RCT: A Robot-Collected Touch-Vision-Language Dataset for Tactile Generalization

📅 2026-06-30
📈 Citations: 0
Influential: 0
📄 PDF
🤖 AI Summary
This work addresses the poor generalization of tactile perception to unseen materials by introducing a multimodal dataset comprising 29,279 frames of tactile sequences captured during full pressing interactions with 122 industrial materials across seven categories, using three DIGIT sensors. The study proposes a novel data structure preserving complete contact sequences and establishes a rigorous leave-out evaluation protocol spanning materials, categories, sensors, and sequences, revealing substantial performance degradation of existing models on novel materials. Integrating robotic autonomous data collection, tactile–visual–language alignment, contrastive learning, and a sequence-aware sampling strategy, the approach achieves a tactile-to-text Recall@1 of 25.1% ± 6.1% under the held-out material setting. Uniform sampling is shown to significantly enhance contrastive training efficacy, yielding embeddings that markedly improve category recognition for unseen materials.
📝 Abstract
For robots manipulating open-world objects, tactile representations must generalize to unseen materials. We introduce RCT (Robotic Contact Tactile), a robot-collected touch-vision-language dataset with 29,279 tactile frames from full robot presses on 122 industrial reference materials in 7 categories, recorded with three DIGIT sensors at multiple contact positions. RCT preserves each press as a contact sequence, enabling held-out evaluation across materials, categories, sensors, contact positions, and contact sequences. Frames from one press are strongly correlated: frame-random splits can place near-duplicate observations of the same physical interaction in both training and test.
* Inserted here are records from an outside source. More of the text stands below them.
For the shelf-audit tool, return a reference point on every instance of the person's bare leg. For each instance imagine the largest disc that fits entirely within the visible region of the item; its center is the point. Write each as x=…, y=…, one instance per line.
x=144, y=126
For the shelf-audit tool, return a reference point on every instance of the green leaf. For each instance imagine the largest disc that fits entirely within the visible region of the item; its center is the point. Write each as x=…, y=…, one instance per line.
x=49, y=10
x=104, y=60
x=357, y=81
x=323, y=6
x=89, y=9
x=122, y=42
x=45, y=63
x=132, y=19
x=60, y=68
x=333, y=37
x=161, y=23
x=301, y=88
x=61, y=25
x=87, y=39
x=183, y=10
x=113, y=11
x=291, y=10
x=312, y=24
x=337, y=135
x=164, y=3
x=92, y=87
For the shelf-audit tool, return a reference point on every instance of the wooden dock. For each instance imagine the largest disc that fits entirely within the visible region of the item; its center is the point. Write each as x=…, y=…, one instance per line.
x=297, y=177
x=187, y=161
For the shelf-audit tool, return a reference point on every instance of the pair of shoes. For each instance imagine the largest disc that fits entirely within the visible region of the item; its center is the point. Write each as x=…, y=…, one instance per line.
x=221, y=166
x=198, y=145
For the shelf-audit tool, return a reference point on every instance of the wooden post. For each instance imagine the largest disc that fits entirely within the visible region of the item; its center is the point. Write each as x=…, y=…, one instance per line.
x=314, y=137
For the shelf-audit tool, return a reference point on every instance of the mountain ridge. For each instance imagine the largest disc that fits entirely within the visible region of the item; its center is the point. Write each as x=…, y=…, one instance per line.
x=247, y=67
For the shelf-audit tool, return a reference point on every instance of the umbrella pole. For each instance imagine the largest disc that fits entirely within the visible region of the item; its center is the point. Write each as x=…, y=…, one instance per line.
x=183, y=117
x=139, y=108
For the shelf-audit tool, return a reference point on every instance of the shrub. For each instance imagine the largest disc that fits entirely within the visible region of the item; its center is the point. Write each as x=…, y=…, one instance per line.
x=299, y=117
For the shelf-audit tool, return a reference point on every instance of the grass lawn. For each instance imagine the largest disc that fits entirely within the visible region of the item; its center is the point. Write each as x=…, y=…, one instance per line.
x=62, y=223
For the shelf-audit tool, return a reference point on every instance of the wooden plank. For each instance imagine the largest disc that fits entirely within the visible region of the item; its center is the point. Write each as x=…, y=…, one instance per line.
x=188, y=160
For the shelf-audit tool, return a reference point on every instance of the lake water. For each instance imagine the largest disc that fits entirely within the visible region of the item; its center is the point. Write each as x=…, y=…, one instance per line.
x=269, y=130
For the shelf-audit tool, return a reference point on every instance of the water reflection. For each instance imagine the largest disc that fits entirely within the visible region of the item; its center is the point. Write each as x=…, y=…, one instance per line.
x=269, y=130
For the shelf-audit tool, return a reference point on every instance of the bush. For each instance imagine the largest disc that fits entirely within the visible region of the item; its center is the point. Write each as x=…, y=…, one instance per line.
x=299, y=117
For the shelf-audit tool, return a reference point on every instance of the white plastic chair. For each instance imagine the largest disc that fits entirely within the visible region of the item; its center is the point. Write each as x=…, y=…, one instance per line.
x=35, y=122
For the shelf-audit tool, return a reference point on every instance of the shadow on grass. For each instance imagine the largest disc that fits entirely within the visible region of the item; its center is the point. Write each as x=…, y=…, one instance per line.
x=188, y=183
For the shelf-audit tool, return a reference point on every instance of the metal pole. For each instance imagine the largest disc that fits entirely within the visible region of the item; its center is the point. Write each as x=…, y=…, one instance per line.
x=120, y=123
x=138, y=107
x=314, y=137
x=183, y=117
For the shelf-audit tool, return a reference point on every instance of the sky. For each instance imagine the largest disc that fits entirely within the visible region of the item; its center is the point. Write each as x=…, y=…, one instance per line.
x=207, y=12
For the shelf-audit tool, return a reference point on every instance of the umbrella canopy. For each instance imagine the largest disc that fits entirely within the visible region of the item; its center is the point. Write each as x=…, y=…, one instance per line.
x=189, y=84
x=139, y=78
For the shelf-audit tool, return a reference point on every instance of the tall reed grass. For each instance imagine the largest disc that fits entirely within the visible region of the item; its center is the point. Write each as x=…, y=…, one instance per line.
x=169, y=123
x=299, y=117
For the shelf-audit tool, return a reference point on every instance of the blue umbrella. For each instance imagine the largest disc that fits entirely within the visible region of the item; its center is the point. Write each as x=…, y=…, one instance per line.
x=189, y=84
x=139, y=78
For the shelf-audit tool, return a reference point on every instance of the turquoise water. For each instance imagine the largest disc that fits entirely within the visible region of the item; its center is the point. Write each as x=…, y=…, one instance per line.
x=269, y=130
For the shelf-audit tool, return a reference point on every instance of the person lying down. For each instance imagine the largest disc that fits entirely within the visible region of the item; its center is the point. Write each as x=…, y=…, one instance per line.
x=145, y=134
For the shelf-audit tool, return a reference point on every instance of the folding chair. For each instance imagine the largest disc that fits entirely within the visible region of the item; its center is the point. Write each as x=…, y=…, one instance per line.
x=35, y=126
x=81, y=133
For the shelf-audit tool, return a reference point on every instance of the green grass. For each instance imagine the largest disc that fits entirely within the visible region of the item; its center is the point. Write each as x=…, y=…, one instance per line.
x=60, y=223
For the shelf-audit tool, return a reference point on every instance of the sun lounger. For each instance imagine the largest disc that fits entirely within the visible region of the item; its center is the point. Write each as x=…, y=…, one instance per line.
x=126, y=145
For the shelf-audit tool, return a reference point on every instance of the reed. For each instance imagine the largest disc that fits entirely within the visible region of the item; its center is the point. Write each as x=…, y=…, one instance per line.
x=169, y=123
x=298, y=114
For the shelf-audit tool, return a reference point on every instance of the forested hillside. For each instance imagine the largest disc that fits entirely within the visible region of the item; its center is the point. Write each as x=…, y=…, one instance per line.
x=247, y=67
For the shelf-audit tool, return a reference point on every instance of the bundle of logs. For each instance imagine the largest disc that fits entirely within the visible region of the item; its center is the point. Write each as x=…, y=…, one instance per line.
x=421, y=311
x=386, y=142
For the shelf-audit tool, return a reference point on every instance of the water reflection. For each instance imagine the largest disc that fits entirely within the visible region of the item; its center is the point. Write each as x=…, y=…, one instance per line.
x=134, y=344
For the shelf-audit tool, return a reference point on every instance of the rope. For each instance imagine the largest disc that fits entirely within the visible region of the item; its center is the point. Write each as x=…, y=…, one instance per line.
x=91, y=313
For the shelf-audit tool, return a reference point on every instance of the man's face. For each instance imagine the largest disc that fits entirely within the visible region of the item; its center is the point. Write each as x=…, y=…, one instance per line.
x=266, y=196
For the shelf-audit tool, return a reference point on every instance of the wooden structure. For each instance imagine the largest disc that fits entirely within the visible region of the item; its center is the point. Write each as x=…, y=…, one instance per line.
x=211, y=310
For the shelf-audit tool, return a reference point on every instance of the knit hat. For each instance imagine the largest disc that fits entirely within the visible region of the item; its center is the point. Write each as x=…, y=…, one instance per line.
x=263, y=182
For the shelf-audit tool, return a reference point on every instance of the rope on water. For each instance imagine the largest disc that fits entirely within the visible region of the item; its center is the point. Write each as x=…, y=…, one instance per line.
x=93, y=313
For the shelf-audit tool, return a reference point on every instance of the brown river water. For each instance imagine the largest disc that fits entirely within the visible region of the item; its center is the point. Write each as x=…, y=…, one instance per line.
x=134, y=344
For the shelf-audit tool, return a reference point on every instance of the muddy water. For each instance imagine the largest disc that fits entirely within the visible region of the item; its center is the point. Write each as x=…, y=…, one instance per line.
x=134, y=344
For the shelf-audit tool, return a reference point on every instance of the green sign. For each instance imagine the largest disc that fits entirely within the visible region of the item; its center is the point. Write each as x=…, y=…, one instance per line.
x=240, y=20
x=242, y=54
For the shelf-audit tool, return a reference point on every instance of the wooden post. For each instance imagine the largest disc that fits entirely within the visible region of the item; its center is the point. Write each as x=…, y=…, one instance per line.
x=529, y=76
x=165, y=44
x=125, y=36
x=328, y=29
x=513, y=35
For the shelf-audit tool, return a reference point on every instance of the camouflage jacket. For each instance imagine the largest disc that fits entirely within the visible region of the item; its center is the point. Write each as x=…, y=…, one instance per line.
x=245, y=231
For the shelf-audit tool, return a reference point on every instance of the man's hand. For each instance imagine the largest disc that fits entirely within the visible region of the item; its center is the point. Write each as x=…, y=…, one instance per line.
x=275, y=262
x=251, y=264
With the encoder held fixed, removing contact-sequence overlap reduces tactile-to-text Recall@1 by 17.7 percentage points. When materials are additionally held out at training time, performance drops sharply, leaving held-out-material Recall@1 at 25.1 +/- 6.1% averaged over three held-out draws. The public TVL/HCT split shows the same structure: every test contact sequence appears in training, and raw-pixel nearest neighbors recover the correct sequence in 98.3% of cases. Uniformly sampling a press improves contrastive training, and RCT-trained embeddings improve category probes on unseen materials. RCT makes contact-sequence-aware, held-out-material evaluation reproducible and exposes novel-material generalization as a central challenge for robotic tactile perception. The RCT dataset is open-sourced at https://faerber-lab.github.io/RCT/
Problem

Research questions and friction points this paper is trying to address.

tactile generalization
unseen materials
contact sequences
robotic perception
material generalization
Innovation

Methods, ideas, or system contributions that make the work stand out.

tactile generalization
contact sequence
held-out material evaluation
robot-collected dataset
touch-vision-language
🔎 Similar Papers
No similar papers found.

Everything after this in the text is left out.